Almost a year ago today, I visited Uganda for the first time when the country invited investors and founders to discuss what it needed to do to spur investment into its super early tech ecosystem. 

Here’s what I said then: “It’s a good start but still far from what the Ugandan Ministry of Science, Technology, and Innovations has in the works. ‘We may not start perfect, but we’re aiming for what will work best,’ the minister told everyone in the crowd.”
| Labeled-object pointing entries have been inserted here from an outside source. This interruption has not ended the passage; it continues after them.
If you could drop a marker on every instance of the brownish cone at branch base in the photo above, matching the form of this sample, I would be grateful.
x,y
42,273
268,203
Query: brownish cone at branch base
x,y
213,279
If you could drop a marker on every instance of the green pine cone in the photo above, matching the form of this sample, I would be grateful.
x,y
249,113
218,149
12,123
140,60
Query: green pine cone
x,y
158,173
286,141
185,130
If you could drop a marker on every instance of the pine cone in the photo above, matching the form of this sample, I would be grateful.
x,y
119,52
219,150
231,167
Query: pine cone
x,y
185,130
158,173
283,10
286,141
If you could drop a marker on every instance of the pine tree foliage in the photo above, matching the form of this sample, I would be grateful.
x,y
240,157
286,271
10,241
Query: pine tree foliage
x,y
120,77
Spoiler: we’re back in Uganda this week, this time for a summit on deep technology, an arm of technology focused on substantial scientific or engineering challenges. Think artificial intelligence, biotechnology, and even climate change. 

It’s a different kind of conference, organised in partnership with BRAIN (Bridging Research And Innovation), an initiative of Open Startup. 

Let’s back up a little. One persistent critique of conferences is that they may not always produce actionable results on a continent short on execution. BRAIN works around this problem by holding workshops during this week’s event with stakeholders from academia, government, foreign investors, and Ugandan founders who understand the lay of the land.

Over two days, participants will hear from a few panels and work in groups of six to figure out Uganda’s most significant challenges and their solutions. The problems and solutions are grouped along six themes: policy, infrastructure, funding, interconnectedness, talent, and education. At the end of the exercise, the answers from these workshops—each group presented their answers on day one—will be shared with the government. 

With most of the 100 or so participants who attended the event still in their seats as Khaled Ben Jilani, a senior partner at AfricInvest, gave the closing remarks, this was remarkably strong engagement. 

It was also pragmatic about the challenges. “In Africa, the demand for deep tech is very low,” said Jilani, pointing out the need for models that integrate global demand. Jilani should know a thing or two about this stuff, given that his company successfully exited InstaDeep, the Tunisian AI startup that sold for $683 million in January 2023.